A constitution bench of the Supreme Court comprising Chief Justice of India D Y Chandrachud and Justices Sanjiv Khanna , B.R.Ghavai , J.B.Pardiwala and Manoj Misra unanimously struck down the scheme as unconstitutional on the ground that it violated freedom of speech and expression under Article 19 (1) (a) of the Constitution.

The Chief Justice in his judgment written for himself and Justices Gavai, Pardiwala, and Misra held that the Electoral Bonds scheme violated Article 19(1) (a) of the Constitution and pointed out : “Information about funding of political parties is essential for the effective exercise of the choice of voting.”
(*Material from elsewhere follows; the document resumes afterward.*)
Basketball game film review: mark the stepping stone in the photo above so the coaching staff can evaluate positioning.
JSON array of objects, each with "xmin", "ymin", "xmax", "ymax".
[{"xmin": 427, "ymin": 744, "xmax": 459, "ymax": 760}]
The Supreme Court also struck down amendments made to the Income Tax Act and Representation of People Act which made the donations anonymous. It also said the amendments the Companies Act, allowing blanket corporate funding was ” unconstitutional” . Before the amendment the Companies Act in 2017, loss making companies were not allowed to make donations to political parties. Also, there was a cap on the amount on donations by companies.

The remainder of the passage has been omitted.